Sebagian besar wanita dengan kehamilan ektopik akan
membutuhkan tindakan bedah. Tindakan bedah ini dapat secara
radikal (salpingektomi) atau konservatif ( biasanya salpingotomi )
dan tindakan itu dilakukan dengan jalan laparaskopi atau laparatomi.
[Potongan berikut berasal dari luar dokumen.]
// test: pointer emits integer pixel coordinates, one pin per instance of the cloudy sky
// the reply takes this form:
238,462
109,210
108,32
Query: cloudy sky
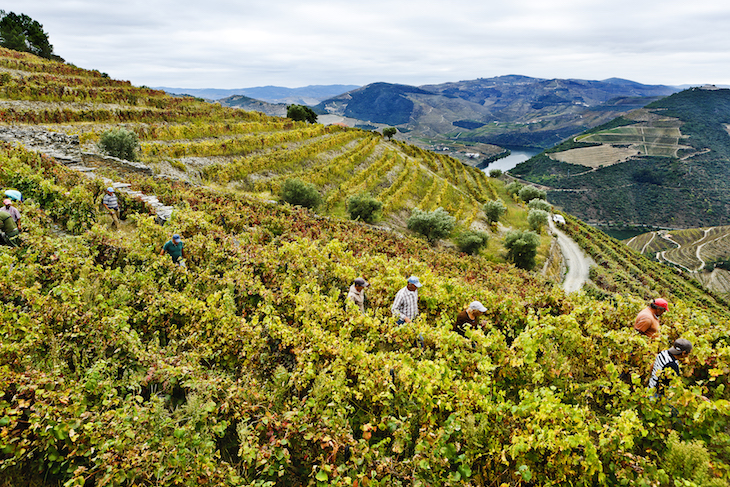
293,43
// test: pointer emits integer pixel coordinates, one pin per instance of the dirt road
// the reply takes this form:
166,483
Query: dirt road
576,260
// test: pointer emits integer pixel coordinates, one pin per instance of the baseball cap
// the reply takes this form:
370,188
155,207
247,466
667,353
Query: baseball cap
414,280
680,346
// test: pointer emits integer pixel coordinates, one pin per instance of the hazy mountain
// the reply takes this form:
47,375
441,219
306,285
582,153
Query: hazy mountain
667,165
308,95
507,110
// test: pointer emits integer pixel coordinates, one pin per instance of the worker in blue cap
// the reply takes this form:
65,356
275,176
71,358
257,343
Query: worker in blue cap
176,249
111,204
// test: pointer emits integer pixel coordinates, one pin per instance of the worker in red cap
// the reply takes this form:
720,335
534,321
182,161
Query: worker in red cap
647,321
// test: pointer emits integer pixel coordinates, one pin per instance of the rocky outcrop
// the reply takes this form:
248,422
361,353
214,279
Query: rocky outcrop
66,149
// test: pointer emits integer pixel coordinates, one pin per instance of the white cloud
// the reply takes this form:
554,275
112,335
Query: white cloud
231,44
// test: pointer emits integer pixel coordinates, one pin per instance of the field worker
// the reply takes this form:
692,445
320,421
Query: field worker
647,321
469,316
668,358
9,208
111,203
8,229
14,194
176,249
356,294
405,304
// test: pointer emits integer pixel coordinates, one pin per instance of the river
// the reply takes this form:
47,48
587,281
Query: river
517,155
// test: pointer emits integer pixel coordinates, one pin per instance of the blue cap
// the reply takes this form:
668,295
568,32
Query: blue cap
414,280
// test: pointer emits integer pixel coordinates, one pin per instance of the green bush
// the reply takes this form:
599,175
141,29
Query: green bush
540,204
121,143
688,461
522,248
537,219
494,210
529,193
389,132
513,188
301,113
297,192
471,242
431,224
364,208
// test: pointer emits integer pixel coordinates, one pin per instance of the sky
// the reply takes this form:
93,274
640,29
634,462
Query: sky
294,43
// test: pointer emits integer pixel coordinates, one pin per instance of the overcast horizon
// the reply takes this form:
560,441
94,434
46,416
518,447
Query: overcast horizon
228,45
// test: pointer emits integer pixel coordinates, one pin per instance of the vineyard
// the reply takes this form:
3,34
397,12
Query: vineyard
693,250
249,368
246,151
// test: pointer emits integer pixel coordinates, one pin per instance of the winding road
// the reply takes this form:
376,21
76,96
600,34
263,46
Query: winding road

Pada kasus ini, pasien akan dilakukan salpingo-oforektomi dextra
dengan jalan laparotomi. Laparatomi merupakan teknik yang lebih
29

dipilih bila pasien secara hemodinamik tidak stabil, fasilitas dan


persediaan untuk melakukan laparaskopi kurang, atau ada hambatan
teknik untuk melakukan laparaskopi. Pada banyak kasus, pasien-
pasien ini membutuhkan salpingektomi karena kerusakan tuba yang
banyak. Jika dilihat dari keadaan umum pasien, maka
penatalaksanaan terhadap pasien berupa salpingo-oforektomi dextra
dengan jalan laparotomi sudah tepat.